Destaque

Fazenda é ocupada por 50 famílias “Sem Terra”

22/04/2016 - 13h16

Fazenda é ocupada por 50 famílias Sem Terra Linhares (2)

Cinquenta famílias do MST “Movimento dos Trabalhadores Rurais Sem Terras) ocupam uma fazenda improdutiva em Linhares, norte do Espírito Santo, há quatro dias. A área, de 110 hectares, é alvo de litígio judicial entre os proprietários, Valdo Duarte Calmon e Nadir Rangel Costa, e o banco estadual Banestes, desde 1998. C

om o ato, os camponeses voltam a cobrar do governo do Estado a destinação de terras para a reforma agrária.

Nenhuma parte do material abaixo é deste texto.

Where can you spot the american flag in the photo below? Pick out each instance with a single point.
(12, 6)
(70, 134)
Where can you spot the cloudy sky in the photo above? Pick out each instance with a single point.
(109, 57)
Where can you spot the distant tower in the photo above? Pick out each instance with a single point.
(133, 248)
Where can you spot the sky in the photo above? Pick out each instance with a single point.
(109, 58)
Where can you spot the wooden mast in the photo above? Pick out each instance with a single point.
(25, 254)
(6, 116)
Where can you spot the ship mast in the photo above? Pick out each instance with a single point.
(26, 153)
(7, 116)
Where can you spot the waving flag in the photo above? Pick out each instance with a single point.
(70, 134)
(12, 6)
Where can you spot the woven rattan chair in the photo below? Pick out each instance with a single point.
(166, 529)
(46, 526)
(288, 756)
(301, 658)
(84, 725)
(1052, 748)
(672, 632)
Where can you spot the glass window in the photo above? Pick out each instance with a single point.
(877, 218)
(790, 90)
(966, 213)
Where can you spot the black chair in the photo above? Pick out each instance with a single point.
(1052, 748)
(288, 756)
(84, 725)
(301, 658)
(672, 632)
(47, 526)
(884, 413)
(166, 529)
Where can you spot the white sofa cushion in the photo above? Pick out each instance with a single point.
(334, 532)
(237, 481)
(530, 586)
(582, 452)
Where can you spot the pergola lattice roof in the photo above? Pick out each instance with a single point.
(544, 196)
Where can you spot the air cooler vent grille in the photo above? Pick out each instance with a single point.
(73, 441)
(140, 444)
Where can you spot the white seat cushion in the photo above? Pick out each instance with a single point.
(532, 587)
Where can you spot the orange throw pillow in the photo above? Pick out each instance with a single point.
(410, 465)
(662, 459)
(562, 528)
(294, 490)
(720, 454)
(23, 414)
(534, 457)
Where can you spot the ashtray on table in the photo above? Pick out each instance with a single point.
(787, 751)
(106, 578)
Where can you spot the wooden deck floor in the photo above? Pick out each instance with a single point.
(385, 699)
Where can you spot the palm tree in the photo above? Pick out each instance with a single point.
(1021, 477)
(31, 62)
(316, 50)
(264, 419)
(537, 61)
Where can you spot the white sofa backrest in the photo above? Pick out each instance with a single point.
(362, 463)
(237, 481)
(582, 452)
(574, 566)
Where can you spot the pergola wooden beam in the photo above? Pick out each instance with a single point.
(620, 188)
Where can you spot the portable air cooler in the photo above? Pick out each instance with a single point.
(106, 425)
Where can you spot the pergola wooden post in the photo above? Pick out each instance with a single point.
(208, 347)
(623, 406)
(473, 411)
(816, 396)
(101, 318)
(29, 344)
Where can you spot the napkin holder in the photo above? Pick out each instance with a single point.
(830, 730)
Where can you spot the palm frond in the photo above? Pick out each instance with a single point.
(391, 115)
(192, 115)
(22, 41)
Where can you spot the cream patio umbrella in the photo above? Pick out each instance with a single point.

Segundo o militante do movimento, Rodrigo Gonçalves, a fazenda está abandonada devido a um processo de penhora. A ocupação ocorre sem ocorrências e uma reunião está marcada entre o MST, a Polícia Militar e Valdo Calmon para esta sexta-feira (22). Na ocasião, o proprietário se comprometeu a apresentar a documentação comprovando que irá recuperar a fazenda.

Informações do sistema do Judiciário apontam que a dívida no início da tramitação foi estipulada em R$ 155 mil e que a ação de penhora foi encerrada no ano passado, após acordo para pagamento.

Calmon tem litígio judicial ainda em outra fazenda no município, de 22 hectares, que integra a área adquirida pelas Furnas Centrais Elétricas S.A., para construção da Linha de Transmissão (LT) que ligará a Subestação Mascarenhas, da EDP Escelsa, à Subestação Linhares.

O processo tramita há três anos e já tem sentença, porém, a execução está parado por recurso. A Justiça determinou que Furnas indenize os proprietários em R$ 3,6 milhões.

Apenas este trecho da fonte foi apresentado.